1. The definition of securedness property leads to ambiguous representation.
   To see the problem, imagine an event structure s.t. {} |- e1, {} |- e2, and {e1, e2} |- e3.
   Then {e1, e2, e3} is a valid configuration (which is actually a prefix of e3).
   It has two securing chains for e3: [e1, e2, e3] and [e2, e1, e3].
   Now, although it's stated that in stable E.S. each event is enabled in a "unique way",
   the sequence-based representation of securing does not reflect this fact.
   In other words, we need to compare securing chains modulo permutation of "independent" events
   (e1 and e2 in our example).

2. The definition of causality relation for the configuration (as stated above),
   is not decidable, i.e. it is not a bool-valued but a Prop-valued relation,
   because of the forall quantifier over the set of (potentially infinite) configurations.
   The Prop-valued relation would not fit the design of our library and
   we will not be able to use mathcomp lemmas.

Therefore I propose the following alternative encodings.

1. To address the first problem, I propose to encode securing directly as a partial order, instead of a total order (derived from the securing chain).
   Then we will be able to get the "uniqueness" for free.
   Yet, there is still the question how to represent partial order.
   Here I propose to use the same trick we've already did with "execution" event structures.
   We can encode the partial order via its covering function f : E -> seq E, i.e. a function that maps the event to the (finite) set of its immediate predecessors.
   Then, to guarantee that the covering function will generate the partial order (i.e. there is no loops like in the case of f := { e1 -> [e2], e2 -> [e1] }) we can require that f satisfies the descend property w.r.t. some well-founded order on E, that is x \in f y implies x <= y.
   Finally, we also require that f is finitely supported function (i.e. f x != [] only for finite number of events).
   This corresponds to the requirement that securing chain is a finite sequence.
   Using the property that for finitely supported function pointwise equality implies propositional equality (lemma), we would be able to prove that stability axiom implies the uniqueness of f for each event within a configuration.

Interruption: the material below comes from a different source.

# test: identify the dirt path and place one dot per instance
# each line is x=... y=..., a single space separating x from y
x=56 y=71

2. To address the second problem, I propose to alter the definition of binary causality for configuration.
   e1 <= e2 is true iff e1 <=(f) e2 where <=(f) is a partial order generated from covering function f for an event e2 in configuration C (that is f is a finitely supported function from the previous item).
   Since the f is unique, the alternative definition "should work". We will also have to prove that the alternative definition is indeed equivalent to the original one (via reflection lemma).

That's my idea. Any comments or suggestions are welcome.
It's also worth to recheck my proposals, as I'm not 100% sure my alternative encodings are correct.